Korean Sausage Skewers
Sosiji-kkochi are Korean sausage skewers made by scoring Vienna sausages and threading two or three onto wooden sticks, then pan-frying until golden brown on all sides. The score marks open up during cooking, allowing heat to penetrate evenly and creating slightly caramelized, crispy edges. Ketchup and mustard are served alongside, with the tomato sweetness and sharp mustard bite complementing the salty sausage. The dish takes under 15 minutes from start to finish, and threading rice cakes between the sausages turns it into a sotteok-sotteok variation.

Pork Schnitzel
Pork Schnitzel is a definitive cutlet dish from Germany and Austria, made by pounding pork loin thin and even with a mallet, then coating it in flour, beaten egg, and breadcrumbs before frying in oil. The meat must be pounded to five millimeters or thinner so it cooks through quickly without the breading burning, and the hallmark of a proper schnitzel is a crust that puffs away from the meat rather than clinging flat. Achieving this requires generous oil - enough to submerge the cutlet halfway - and gently shaking the pan so oil flows beneath the breading to lift it. Fine breadcrumbs produce a delicate, even crust, and they should be pressed on lightly rather than compacted to maintain crispness over time. Paprika mixed into the flour adds a faint smoky warmth, and a fresh squeeze of lemon over the finished schnitzel cuts through the richness with bright acidity.

Korean Tornado Sausage (Spiral-Cut Batter-Fried Sausage Skewer)
Tornado sosiji is a Korean street snack of sausages spiral-cut on a skewer at an angle, spread open, coated in frying batter, and deep-fried at 170 degrees Celsius. The batter fills the gaps between the spiral cuts, so each section fries into its own crispy layer wrapped around the sausage. The salty, smoky flavor of the sausage is amplified by the fried coating, and dipping in ketchup and mustard adds a tangy counterpoint that lightens the oily richness. Cutting the spiral slowly while rotating the sausage is essential to keep the helix intact and achieve the signature fanned-out shape.

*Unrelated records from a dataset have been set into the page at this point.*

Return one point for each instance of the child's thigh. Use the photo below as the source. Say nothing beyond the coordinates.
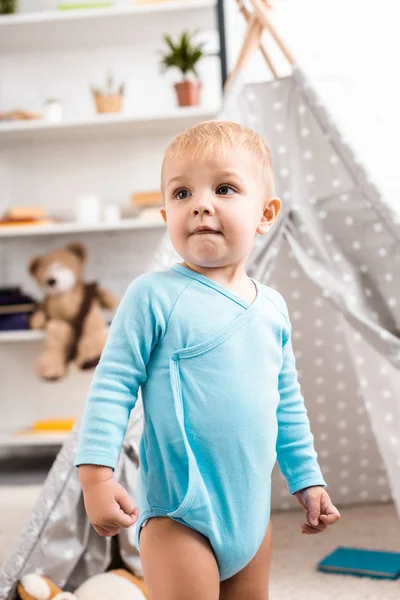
(252, 582)
(178, 562)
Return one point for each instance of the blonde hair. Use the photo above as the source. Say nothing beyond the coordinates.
(209, 137)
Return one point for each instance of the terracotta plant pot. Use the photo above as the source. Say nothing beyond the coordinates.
(188, 93)
(108, 103)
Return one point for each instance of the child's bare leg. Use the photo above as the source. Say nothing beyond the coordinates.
(252, 582)
(178, 562)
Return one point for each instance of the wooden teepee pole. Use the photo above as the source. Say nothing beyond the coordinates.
(261, 10)
(250, 45)
(247, 15)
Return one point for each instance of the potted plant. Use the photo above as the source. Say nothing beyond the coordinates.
(7, 7)
(184, 55)
(109, 99)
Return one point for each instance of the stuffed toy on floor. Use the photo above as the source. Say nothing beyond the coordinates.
(112, 585)
(71, 312)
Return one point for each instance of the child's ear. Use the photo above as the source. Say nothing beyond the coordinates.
(270, 213)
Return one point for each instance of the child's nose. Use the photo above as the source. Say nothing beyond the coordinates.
(203, 206)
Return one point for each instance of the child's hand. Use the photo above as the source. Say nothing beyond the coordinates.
(319, 509)
(108, 506)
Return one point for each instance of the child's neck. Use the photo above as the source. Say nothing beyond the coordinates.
(232, 277)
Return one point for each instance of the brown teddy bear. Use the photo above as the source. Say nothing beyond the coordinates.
(70, 312)
(112, 585)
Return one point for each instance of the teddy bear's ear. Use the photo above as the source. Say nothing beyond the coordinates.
(36, 587)
(78, 249)
(34, 265)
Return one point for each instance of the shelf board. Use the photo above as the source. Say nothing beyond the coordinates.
(17, 440)
(90, 27)
(104, 125)
(27, 335)
(75, 228)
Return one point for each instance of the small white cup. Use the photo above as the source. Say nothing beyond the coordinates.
(111, 213)
(88, 208)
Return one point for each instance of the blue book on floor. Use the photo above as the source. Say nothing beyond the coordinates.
(359, 561)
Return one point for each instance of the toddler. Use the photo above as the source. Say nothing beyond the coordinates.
(211, 350)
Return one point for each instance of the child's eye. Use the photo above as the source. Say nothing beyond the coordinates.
(182, 194)
(226, 190)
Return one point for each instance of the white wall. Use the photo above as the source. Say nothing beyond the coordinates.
(350, 49)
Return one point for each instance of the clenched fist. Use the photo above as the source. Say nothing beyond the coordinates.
(107, 503)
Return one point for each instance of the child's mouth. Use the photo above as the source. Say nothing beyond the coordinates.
(204, 230)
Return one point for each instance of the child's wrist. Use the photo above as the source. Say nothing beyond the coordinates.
(93, 474)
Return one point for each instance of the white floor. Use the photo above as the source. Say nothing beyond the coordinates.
(294, 576)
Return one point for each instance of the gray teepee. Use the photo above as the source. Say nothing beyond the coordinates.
(335, 256)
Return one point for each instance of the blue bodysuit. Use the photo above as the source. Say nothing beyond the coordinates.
(221, 403)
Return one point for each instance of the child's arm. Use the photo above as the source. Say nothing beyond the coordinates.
(136, 328)
(296, 455)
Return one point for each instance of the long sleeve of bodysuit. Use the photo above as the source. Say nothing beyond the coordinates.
(296, 455)
(137, 326)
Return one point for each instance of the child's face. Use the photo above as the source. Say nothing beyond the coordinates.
(225, 193)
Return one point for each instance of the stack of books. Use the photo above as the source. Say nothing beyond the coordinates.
(15, 309)
(25, 215)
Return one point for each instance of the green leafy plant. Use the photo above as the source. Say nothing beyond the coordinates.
(110, 89)
(183, 54)
(8, 7)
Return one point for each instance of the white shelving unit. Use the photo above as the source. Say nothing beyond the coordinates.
(21, 336)
(104, 125)
(75, 228)
(91, 27)
(59, 54)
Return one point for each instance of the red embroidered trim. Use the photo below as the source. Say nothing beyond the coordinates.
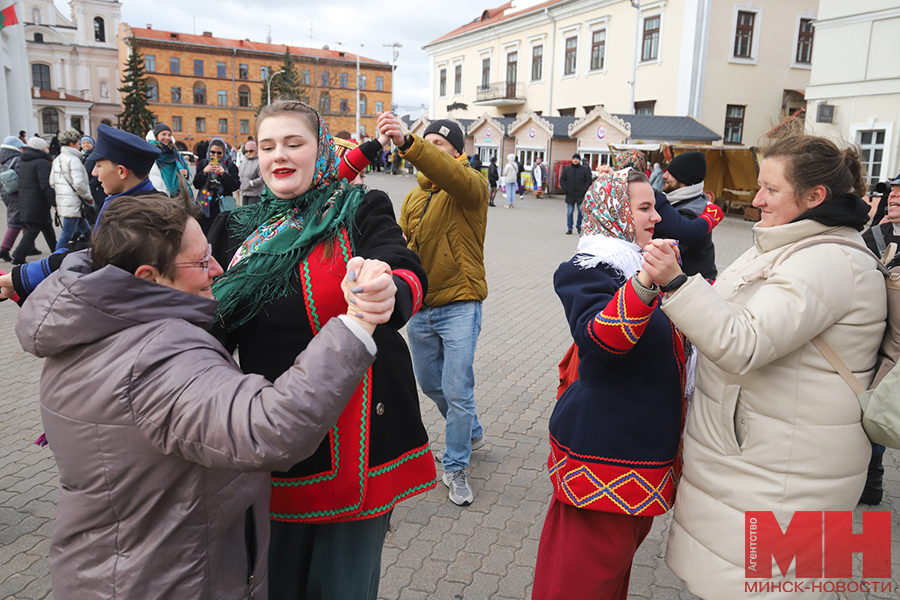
(611, 488)
(619, 326)
(414, 284)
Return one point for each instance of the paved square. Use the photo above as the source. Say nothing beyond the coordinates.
(434, 549)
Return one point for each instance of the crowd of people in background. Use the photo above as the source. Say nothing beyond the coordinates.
(277, 477)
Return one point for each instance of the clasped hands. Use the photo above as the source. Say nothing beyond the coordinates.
(369, 290)
(661, 262)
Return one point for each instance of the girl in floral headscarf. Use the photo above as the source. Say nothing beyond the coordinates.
(286, 257)
(615, 432)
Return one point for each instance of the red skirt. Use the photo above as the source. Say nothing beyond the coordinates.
(586, 553)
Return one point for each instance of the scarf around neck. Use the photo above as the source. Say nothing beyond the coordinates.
(278, 234)
(846, 210)
(608, 227)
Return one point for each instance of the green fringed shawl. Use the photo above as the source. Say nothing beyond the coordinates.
(265, 275)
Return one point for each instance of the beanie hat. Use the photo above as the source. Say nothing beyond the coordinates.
(70, 136)
(449, 131)
(160, 127)
(688, 168)
(38, 144)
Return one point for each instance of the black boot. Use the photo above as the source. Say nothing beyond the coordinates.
(874, 491)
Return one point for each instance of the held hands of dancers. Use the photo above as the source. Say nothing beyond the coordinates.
(662, 261)
(369, 289)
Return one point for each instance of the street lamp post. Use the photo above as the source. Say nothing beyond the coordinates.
(269, 86)
(358, 134)
(394, 55)
(637, 46)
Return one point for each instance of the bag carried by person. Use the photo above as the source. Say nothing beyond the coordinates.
(880, 404)
(9, 178)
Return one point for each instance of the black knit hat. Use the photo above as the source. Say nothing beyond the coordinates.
(688, 168)
(160, 127)
(450, 131)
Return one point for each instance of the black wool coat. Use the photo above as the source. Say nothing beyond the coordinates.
(36, 195)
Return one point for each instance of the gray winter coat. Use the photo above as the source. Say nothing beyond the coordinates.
(8, 156)
(163, 445)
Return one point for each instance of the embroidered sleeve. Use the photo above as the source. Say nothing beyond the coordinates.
(619, 326)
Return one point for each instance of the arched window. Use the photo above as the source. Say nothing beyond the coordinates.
(153, 91)
(244, 96)
(99, 30)
(50, 121)
(199, 93)
(40, 76)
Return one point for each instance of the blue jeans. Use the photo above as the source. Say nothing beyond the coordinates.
(70, 226)
(570, 208)
(442, 340)
(510, 193)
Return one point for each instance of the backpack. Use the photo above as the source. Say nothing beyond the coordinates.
(9, 179)
(880, 404)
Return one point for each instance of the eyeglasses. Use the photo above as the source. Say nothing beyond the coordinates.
(203, 264)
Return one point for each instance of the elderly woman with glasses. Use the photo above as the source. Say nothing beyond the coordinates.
(217, 180)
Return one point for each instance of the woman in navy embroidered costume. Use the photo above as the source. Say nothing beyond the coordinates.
(615, 432)
(286, 256)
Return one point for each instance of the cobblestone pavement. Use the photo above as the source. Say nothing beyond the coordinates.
(434, 549)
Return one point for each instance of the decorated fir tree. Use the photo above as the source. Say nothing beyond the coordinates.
(285, 85)
(135, 116)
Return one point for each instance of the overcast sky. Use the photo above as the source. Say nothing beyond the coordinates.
(413, 24)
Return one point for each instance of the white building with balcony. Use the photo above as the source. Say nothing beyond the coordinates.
(737, 67)
(855, 95)
(73, 64)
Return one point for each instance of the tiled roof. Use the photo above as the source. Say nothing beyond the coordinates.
(54, 95)
(658, 127)
(560, 126)
(217, 42)
(491, 17)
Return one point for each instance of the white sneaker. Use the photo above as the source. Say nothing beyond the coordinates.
(460, 490)
(477, 443)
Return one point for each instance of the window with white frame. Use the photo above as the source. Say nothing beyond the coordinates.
(598, 50)
(571, 55)
(537, 62)
(872, 146)
(747, 22)
(650, 47)
(803, 55)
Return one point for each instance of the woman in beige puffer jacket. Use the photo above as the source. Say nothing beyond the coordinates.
(773, 427)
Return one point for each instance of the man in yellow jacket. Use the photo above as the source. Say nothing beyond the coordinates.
(444, 220)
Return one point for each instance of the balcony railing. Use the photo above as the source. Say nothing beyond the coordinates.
(501, 90)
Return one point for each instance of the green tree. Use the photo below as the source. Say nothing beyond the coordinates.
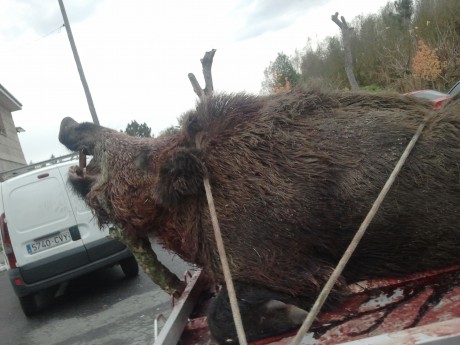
(280, 75)
(138, 130)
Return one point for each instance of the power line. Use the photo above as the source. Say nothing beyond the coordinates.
(36, 40)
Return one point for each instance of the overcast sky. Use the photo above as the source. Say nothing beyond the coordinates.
(136, 55)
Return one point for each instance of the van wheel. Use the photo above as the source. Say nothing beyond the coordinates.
(28, 304)
(130, 267)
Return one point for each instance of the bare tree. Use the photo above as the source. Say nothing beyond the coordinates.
(346, 39)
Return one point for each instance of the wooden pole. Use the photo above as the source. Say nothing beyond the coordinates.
(89, 99)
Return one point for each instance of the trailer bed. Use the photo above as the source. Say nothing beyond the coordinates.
(419, 309)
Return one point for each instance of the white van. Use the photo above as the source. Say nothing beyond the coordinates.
(48, 233)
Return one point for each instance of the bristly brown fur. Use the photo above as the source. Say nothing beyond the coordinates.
(293, 176)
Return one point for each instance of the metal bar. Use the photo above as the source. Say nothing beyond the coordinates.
(177, 320)
(89, 99)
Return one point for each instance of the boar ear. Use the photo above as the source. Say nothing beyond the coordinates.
(180, 175)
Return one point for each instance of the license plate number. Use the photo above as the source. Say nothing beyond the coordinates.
(48, 242)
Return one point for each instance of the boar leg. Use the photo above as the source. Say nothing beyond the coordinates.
(263, 312)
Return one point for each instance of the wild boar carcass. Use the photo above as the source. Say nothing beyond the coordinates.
(293, 176)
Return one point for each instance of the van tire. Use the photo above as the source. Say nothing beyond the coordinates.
(28, 304)
(130, 267)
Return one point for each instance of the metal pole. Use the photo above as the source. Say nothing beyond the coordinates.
(79, 67)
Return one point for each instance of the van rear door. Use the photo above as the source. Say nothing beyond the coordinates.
(42, 225)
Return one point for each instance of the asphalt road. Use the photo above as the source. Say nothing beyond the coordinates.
(100, 308)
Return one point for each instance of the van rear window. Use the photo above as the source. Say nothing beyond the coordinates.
(38, 203)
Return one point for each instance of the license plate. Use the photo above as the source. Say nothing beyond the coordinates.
(49, 242)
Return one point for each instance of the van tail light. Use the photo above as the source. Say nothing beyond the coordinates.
(7, 246)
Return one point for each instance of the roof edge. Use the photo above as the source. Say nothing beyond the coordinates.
(11, 102)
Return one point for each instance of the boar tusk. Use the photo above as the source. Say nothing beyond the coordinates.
(82, 159)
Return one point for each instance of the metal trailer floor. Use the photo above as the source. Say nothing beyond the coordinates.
(419, 309)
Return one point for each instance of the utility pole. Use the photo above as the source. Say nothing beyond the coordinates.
(89, 99)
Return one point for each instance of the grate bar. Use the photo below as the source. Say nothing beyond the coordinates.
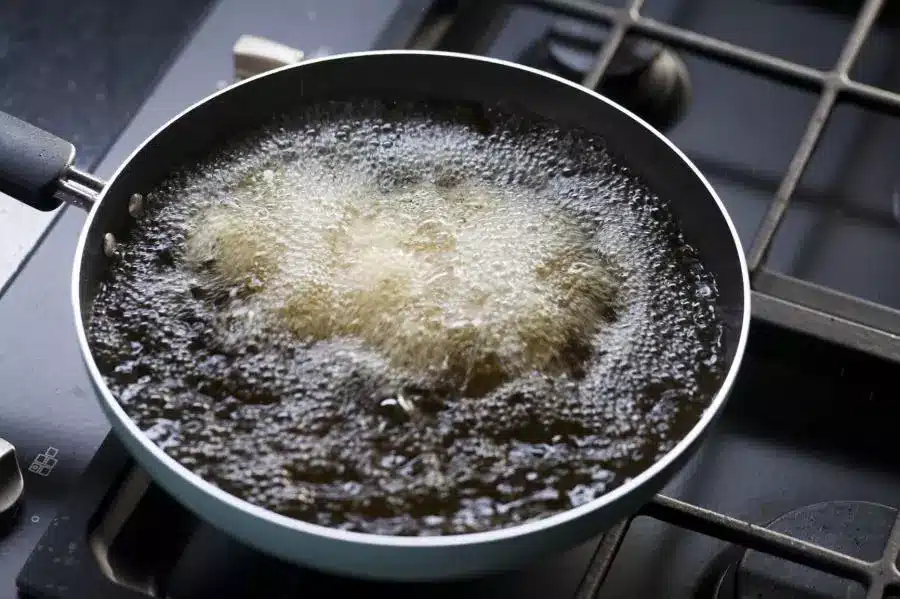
(705, 45)
(754, 61)
(601, 561)
(624, 20)
(829, 301)
(833, 84)
(873, 97)
(752, 536)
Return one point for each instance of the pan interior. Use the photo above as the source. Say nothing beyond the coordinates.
(409, 318)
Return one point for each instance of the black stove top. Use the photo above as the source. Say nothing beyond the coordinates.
(804, 447)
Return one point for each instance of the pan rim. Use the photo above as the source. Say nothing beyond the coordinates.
(115, 412)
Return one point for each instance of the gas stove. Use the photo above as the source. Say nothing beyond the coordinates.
(790, 110)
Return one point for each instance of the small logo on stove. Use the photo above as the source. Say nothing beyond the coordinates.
(44, 463)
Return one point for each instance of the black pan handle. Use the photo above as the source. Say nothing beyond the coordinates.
(36, 168)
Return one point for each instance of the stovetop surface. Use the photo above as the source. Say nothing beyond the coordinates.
(807, 422)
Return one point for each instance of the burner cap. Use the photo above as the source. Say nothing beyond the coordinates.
(856, 528)
(644, 76)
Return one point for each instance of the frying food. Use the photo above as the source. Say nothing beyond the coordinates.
(409, 319)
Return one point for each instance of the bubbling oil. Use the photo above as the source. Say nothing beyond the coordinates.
(467, 284)
(408, 318)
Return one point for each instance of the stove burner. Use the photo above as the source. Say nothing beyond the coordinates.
(644, 76)
(856, 528)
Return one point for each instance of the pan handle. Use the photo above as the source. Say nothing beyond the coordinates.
(36, 168)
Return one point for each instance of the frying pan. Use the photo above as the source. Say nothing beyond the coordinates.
(36, 168)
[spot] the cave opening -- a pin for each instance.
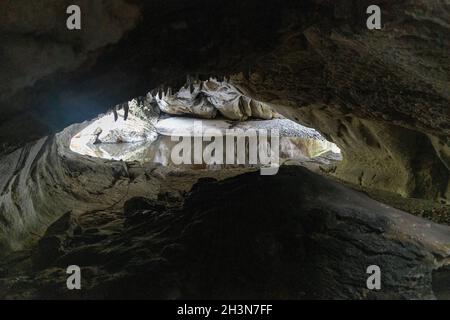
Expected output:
(210, 117)
(170, 194)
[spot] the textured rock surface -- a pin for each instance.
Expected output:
(310, 60)
(317, 245)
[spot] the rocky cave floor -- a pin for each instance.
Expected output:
(235, 234)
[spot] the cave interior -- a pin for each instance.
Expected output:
(355, 123)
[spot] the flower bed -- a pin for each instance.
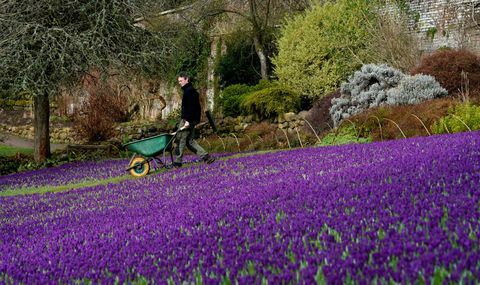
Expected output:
(401, 211)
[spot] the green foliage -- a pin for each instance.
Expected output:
(458, 116)
(192, 56)
(10, 151)
(240, 64)
(232, 98)
(319, 49)
(271, 101)
(344, 135)
(234, 95)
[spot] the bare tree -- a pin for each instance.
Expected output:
(261, 16)
(46, 45)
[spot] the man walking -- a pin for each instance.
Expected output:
(190, 116)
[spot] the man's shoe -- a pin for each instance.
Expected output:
(208, 159)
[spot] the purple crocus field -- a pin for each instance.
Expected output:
(401, 211)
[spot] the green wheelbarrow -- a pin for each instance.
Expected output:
(149, 150)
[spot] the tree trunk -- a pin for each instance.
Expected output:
(262, 57)
(42, 127)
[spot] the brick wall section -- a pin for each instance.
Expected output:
(452, 23)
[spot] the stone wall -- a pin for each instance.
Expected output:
(446, 23)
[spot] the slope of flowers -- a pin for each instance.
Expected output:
(402, 211)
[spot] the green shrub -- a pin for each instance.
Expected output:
(458, 116)
(270, 102)
(234, 95)
(344, 135)
(231, 99)
(319, 49)
(240, 64)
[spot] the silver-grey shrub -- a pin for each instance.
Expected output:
(366, 88)
(415, 89)
(375, 85)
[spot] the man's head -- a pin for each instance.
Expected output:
(183, 79)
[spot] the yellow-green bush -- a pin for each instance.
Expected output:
(458, 118)
(271, 101)
(344, 135)
(234, 95)
(319, 49)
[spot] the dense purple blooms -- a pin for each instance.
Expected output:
(398, 211)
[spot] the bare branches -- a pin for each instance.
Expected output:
(47, 44)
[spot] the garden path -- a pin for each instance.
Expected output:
(16, 141)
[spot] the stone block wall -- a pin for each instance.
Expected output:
(441, 23)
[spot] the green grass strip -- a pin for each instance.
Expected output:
(91, 183)
(61, 188)
(6, 150)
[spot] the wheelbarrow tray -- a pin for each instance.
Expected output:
(152, 146)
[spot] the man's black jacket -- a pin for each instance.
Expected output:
(191, 109)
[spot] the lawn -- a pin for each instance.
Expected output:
(6, 150)
(405, 211)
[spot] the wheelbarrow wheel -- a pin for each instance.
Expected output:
(139, 167)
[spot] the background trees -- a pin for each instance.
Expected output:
(49, 45)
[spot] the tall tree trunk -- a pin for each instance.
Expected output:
(42, 127)
(261, 56)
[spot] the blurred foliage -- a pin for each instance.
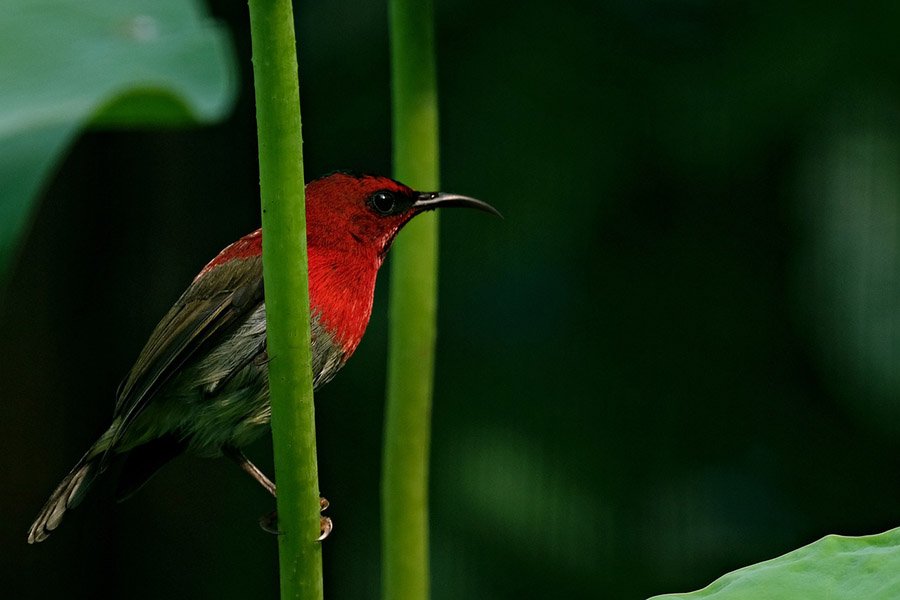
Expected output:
(671, 360)
(835, 567)
(110, 62)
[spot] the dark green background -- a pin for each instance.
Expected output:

Korean Stir-fried Sundae (Sundae Bokkeum)
Sundae-bokkeum is a spicy Korean stir-fry of blood sausage with cabbage, onion, and green onion in a sauce made from gochujang, gochugaru, soy sauce, sugar, and garlic. High heat and a short cooking time are essential because prolonged stir-frying toughens the sundae, while the cabbage and onion release enough moisture to help the sauce coat every piece evenly. The seasoning layers direct heat from gochujang, a gentler warmth from gochugaru flakes, and sweetness from sugar into a multidimensional spicy-sweet profile. Green onion goes in last for a burst of fragrance, and adding tteokbokki rice cakes transforms the dish into the popular combo known as tteoksuni.